Making your first appearance on Broadway is intimidating enough, but taking on the role originated by Marlon Brando in A Streetcar Named Desire?
Blair Underwood is stepping into pretty big shoes when he stars as Stanley Kowalski in the current revival of Tennessee Williams‘ iconic play. This production features a multiracial cast, and the Williams estate has given the production permission to drop the last name “Kowalski” from the play so that Underwood, and African-American, could play the role. Underwood spoke to NPR about what he finds challenging in playing one of the most famous stage roles in American theatre.
Despite the fact that today is a very different era than the time the play is set in, Underwood feels at home in the character. He explains, “How I play Stanley is how I wake up every day as an African-American man. I start with my heart, I start with my humanity, I start with my soul. The script and the book is exactly what Tennessee Williams wrote, and it’s astounding how it resonates in a unique way coming from actors who have a certain cultural alignment or aesthetic.”
Since the play takes place in New Orleans, Underwood has no trouble reconciling with the concept that the DuBois characters come from a wealthy southern African-American family. He says, “In this story, it is wholly consistent historically and accurately to have the DuBois sisters to be free people of color. Now, free people of color were more probably prominent in the New Orleans South in Louisiana, but it’s fascinating because with an African-American cast, if you know the South, you know that it’s authentic and historically accurate.”
Of course, while Underwood can reconcile the current production’s multiracial cast with William’s original text, he isn’t pretending that playing Stanley is easy. There’s some intimidation, especially focused on delivering Stanley’s most famous line. He says, “It’s a precarious area to step into. It is one of the most iconic moments not only on film, but on the Broadway stage.
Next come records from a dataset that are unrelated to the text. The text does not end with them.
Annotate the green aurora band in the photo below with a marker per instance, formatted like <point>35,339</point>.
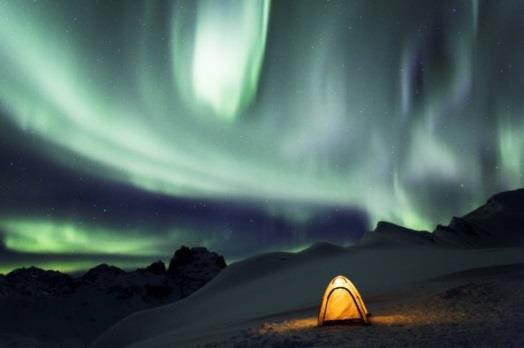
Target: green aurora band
<point>206,109</point>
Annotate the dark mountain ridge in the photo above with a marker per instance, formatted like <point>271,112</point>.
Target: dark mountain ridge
<point>497,223</point>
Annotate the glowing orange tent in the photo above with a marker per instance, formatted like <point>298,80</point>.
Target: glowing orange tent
<point>342,304</point>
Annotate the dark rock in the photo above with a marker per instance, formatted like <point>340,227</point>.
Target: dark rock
<point>156,268</point>
<point>387,234</point>
<point>192,268</point>
<point>497,223</point>
<point>182,257</point>
<point>37,282</point>
<point>101,277</point>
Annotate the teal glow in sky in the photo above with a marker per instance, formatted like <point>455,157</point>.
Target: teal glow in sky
<point>401,109</point>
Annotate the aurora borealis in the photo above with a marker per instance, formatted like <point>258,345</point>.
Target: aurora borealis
<point>129,128</point>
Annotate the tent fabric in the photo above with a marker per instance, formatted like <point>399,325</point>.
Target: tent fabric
<point>342,303</point>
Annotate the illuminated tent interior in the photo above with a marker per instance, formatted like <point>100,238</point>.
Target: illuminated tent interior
<point>342,304</point>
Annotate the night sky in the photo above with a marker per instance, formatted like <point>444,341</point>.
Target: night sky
<point>129,128</point>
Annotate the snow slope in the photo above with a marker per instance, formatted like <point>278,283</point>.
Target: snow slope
<point>281,284</point>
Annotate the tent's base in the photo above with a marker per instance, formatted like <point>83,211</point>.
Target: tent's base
<point>353,322</point>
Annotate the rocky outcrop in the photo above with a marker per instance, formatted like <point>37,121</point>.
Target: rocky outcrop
<point>498,223</point>
<point>192,268</point>
<point>189,269</point>
<point>387,234</point>
<point>37,282</point>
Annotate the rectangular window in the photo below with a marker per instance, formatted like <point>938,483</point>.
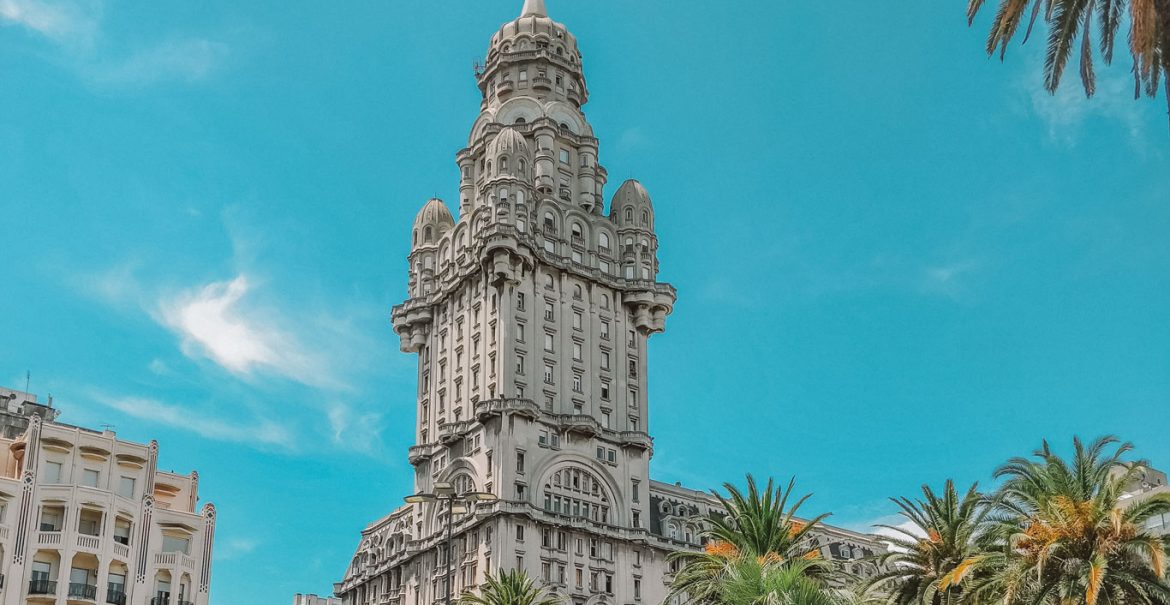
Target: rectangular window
<point>53,472</point>
<point>176,544</point>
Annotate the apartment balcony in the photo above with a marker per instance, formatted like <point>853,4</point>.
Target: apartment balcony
<point>173,559</point>
<point>89,543</point>
<point>50,538</point>
<point>82,592</point>
<point>42,588</point>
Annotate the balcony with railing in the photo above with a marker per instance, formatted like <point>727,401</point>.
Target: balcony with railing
<point>42,586</point>
<point>80,591</point>
<point>115,596</point>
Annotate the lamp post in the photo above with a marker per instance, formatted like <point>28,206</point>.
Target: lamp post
<point>456,503</point>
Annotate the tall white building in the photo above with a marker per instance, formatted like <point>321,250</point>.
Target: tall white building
<point>87,517</point>
<point>530,316</point>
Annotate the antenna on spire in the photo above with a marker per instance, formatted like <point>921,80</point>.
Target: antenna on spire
<point>534,8</point>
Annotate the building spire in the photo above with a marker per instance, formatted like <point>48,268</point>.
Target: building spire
<point>534,8</point>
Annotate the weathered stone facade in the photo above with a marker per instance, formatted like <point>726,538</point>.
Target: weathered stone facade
<point>530,315</point>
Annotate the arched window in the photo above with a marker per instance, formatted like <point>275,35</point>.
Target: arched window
<point>577,493</point>
<point>463,485</point>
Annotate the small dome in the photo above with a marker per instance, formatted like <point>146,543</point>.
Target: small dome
<point>432,221</point>
<point>509,142</point>
<point>631,192</point>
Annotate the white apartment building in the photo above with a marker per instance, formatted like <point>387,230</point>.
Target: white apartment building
<point>89,518</point>
<point>530,315</point>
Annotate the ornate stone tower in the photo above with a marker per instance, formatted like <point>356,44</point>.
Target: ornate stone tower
<point>530,315</point>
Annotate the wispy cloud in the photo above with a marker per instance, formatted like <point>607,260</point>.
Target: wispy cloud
<point>256,432</point>
<point>178,60</point>
<point>235,548</point>
<point>359,432</point>
<point>75,26</point>
<point>215,321</point>
<point>63,21</point>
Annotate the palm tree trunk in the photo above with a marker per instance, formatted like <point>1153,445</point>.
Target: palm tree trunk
<point>1163,12</point>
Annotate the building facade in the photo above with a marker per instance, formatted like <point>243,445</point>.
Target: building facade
<point>312,599</point>
<point>530,316</point>
<point>87,517</point>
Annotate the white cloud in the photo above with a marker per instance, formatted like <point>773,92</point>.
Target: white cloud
<point>1066,111</point>
<point>357,432</point>
<point>61,21</point>
<point>177,60</point>
<point>234,548</point>
<point>217,322</point>
<point>211,426</point>
<point>75,26</point>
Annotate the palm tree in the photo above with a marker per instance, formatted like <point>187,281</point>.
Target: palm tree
<point>510,588</point>
<point>1062,534</point>
<point>929,561</point>
<point>757,524</point>
<point>770,581</point>
<point>1149,36</point>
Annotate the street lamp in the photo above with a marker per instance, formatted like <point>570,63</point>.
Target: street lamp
<point>456,504</point>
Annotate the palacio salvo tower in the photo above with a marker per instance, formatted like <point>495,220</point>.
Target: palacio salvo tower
<point>530,316</point>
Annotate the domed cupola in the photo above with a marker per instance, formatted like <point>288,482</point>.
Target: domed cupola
<point>534,56</point>
<point>510,155</point>
<point>631,206</point>
<point>432,221</point>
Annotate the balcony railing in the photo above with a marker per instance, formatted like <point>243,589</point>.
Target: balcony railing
<point>115,596</point>
<point>42,586</point>
<point>82,591</point>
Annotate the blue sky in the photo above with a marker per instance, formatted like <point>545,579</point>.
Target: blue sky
<point>897,261</point>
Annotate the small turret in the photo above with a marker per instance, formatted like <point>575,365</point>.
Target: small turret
<point>432,221</point>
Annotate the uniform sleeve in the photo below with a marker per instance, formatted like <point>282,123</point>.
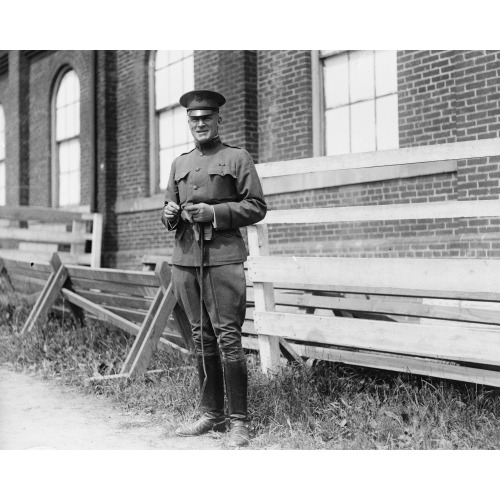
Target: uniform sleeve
<point>250,206</point>
<point>172,194</point>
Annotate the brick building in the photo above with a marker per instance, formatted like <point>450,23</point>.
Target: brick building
<point>96,130</point>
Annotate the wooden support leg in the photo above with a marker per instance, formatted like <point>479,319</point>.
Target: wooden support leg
<point>49,293</point>
<point>269,346</point>
<point>4,278</point>
<point>150,332</point>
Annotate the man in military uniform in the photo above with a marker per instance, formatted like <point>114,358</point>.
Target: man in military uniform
<point>213,190</point>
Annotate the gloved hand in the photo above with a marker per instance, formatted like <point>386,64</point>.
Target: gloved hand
<point>169,213</point>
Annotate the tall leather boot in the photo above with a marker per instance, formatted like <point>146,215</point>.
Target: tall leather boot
<point>212,399</point>
<point>236,378</point>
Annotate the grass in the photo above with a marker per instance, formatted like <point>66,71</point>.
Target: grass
<point>328,406</point>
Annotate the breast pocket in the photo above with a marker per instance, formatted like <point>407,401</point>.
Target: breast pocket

It is a cry from the heart … as long as it’s connected to that desperation and the depth of pain and loss in that moment.”
He adds that Stanley’s cry, which comes shortly after beating his pregnant wife, carries some emotional history, “You can gather that’s it’s more than likely happened before and there’s probably a conversation in the back story where she said, ‘If it happens again, I’m leaving you,’ so that heightens the stakes in terms of his desperate cry from the heart.”
A Streetcar Named Desire is currently running at the Broadhurst Theatre through July 22.